Il n’y a pas si longtemps, j’avais moi aussi 25 ans. Hum, voyons voir... Alors fraîche bachelière en journalisme, je revenais d’un stage en Afrique, expérience qui avait bousculé toutes mes certitudes. Je réalisais que je ne savais rien du monde, ou bien peu. Pour une journaliste en herbe, c’était troublant. Plus bouleversant encore : j’étais follement amoureuse d’un musicien. Et comme tous les amoureux, on avait juste envie de s’aimer, de voyager et de se foutre de tout le reste.

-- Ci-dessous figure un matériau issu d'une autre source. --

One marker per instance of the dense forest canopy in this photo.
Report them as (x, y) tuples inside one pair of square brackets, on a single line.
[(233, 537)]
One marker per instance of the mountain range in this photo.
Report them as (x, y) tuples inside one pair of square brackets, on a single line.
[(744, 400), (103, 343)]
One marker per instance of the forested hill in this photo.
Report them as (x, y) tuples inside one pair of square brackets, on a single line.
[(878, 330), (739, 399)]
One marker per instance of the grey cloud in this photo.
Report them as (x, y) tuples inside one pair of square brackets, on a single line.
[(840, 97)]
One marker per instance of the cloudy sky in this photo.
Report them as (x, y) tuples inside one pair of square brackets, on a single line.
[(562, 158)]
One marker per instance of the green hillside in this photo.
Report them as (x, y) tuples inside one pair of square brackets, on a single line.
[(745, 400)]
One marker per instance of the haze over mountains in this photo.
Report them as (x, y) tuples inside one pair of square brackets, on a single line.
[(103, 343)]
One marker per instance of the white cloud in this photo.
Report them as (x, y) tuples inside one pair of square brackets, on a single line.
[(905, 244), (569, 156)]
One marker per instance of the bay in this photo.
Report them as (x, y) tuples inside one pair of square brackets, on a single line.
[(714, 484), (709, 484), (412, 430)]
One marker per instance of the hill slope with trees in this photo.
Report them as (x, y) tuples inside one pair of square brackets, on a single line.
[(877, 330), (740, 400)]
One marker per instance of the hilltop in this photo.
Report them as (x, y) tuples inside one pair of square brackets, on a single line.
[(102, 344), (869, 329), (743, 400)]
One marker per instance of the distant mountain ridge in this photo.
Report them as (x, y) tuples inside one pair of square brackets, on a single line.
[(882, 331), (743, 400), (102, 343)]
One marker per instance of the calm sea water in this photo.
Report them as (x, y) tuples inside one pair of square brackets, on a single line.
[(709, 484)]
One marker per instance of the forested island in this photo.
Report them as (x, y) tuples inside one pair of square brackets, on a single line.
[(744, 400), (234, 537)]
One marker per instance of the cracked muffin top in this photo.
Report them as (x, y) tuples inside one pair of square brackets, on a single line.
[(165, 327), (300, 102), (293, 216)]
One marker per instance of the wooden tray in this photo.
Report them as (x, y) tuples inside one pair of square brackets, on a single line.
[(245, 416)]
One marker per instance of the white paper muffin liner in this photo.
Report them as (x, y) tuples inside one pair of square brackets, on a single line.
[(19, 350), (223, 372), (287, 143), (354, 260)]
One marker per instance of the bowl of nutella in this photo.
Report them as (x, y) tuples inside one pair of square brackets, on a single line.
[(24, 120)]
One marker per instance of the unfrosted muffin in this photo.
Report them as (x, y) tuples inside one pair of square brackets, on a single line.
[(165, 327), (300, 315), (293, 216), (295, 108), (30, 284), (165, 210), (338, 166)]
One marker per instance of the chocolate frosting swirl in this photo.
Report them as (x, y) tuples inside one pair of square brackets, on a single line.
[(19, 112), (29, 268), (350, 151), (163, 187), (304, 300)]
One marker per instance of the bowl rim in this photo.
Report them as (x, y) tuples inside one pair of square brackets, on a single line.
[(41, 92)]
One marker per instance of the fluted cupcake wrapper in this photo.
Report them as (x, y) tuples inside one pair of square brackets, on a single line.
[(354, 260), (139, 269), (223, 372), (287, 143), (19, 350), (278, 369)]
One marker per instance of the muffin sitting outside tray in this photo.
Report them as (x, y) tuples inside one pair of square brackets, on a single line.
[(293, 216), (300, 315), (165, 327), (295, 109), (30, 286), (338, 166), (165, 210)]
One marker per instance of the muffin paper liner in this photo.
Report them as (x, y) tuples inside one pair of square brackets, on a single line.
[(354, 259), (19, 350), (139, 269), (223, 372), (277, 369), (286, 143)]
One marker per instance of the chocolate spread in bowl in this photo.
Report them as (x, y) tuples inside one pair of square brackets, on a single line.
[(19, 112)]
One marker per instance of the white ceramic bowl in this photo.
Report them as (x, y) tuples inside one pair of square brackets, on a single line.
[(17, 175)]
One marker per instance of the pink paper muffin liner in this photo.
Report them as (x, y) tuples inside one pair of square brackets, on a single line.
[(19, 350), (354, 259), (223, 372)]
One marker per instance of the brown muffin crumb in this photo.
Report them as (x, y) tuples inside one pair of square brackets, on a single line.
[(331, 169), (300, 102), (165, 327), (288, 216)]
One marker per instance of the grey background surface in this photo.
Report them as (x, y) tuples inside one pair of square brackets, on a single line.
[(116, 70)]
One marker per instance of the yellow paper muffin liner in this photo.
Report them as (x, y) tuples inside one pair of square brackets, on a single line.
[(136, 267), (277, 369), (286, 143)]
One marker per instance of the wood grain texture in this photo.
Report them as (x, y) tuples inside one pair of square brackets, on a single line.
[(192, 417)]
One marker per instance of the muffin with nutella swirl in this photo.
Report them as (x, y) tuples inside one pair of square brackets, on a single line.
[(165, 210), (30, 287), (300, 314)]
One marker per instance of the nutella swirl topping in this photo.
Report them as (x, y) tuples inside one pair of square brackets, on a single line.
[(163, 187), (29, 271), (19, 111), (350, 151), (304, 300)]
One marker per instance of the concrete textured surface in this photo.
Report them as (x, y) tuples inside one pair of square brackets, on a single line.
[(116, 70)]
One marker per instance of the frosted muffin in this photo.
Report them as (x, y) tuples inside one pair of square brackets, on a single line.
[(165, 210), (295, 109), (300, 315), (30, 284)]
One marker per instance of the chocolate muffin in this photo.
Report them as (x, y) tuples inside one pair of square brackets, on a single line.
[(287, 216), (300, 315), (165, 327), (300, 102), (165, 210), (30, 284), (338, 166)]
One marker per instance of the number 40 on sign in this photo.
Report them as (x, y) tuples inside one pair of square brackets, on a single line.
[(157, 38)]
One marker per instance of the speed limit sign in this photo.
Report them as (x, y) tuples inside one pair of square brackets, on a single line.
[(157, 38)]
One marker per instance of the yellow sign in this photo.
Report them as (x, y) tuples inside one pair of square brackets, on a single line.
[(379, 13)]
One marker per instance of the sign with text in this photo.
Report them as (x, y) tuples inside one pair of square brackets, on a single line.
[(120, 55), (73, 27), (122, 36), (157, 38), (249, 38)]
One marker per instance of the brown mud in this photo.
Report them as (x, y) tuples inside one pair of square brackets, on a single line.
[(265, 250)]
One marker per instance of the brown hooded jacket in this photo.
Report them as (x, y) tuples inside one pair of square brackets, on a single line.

Professionnellement, je ne savais plus très bien ce que je voulais faire, mais je savais qu’il fallait que je travaille. Alors cette année-là, entre quelques articles à la pige et une traversée du Canada sur le pouce, j’ai entre autres été caissière dans une banque, téléphoniste dans un centre d’appels et préposée à la réception d’un hôtel dans les Rocheuses. Taux horaire moyen : 8 $. Des peanuts. Mais j’avais juste un sac à dos à gérer. Jobiner, voir du pays, c’était mon choix. Je l’assumais. Et puis j’avais la vie devant moi.
En effet, à défaut d’autre chose, à 25 ans, on a du temps. Et c’est le temps de tous les possibles. On commence à savoir qui on est, ce qu’on veut, ou du moins on le croit. On commence à être adulte, même si ça ne nous tente pas. On pense en tout cas un peu plus à demain, qui arrive étrangement un peu plus vite qu’avant. De quoi l’avenir sera-t-il fait? On l’ignore totalement. C’est bien ça le pire!
Parce qu’à 25 ans, on ne contrôle pas grand-chose. Comme dans la cour d’école, on est à la merci des plus grands, qui imposent leurs lois. On se fait tasser dans le coin. On reçoit des ballons par la tête. On essuie quelques railleries. «Qu’ils fassent leur temps, disent les plus vieux. Nous aussi on est passés par là!»
D’accord, on ne changera pas les rites de passage de l’humanité. Au travail comme dans la vie, il faut faire ses preuves, faire sa place. Mais est-ce normal qu’un nombre croissant de jeunes diplômés bossent pour moins de 10 $ l’heure en 2006? Que des bacheliers, en ingénierie par exemple, travaillent à forfait, sans vacances ni avantages sociaux, en attendant ce «vrai» poste qu’on leur promet, mais qui ne vient jamais? Qu’un diplômé universitaire de 25 ans gagne aujourd’hui 1 000 $ de moins par mois qu’en 1985? C’est le coût mensuel moyen d’une hypothèque!
Non. Dans un pays qui s’enrichit, ce n’est pas normal. Mais tout indique que l’appauvrissement et la précarité des travailleurs sont en train de devenir la norme. Les conditions de travail sont revues à la baisse et ce sont surtout les recrues qui paient la note. C’est-à-dire les travailleurs X, Y et Z qui devront financer le coûteux Québec de demain.
Il va falloir sortir les cartes de crédit. Syndics de faillite, tenez-vous-le pour dit.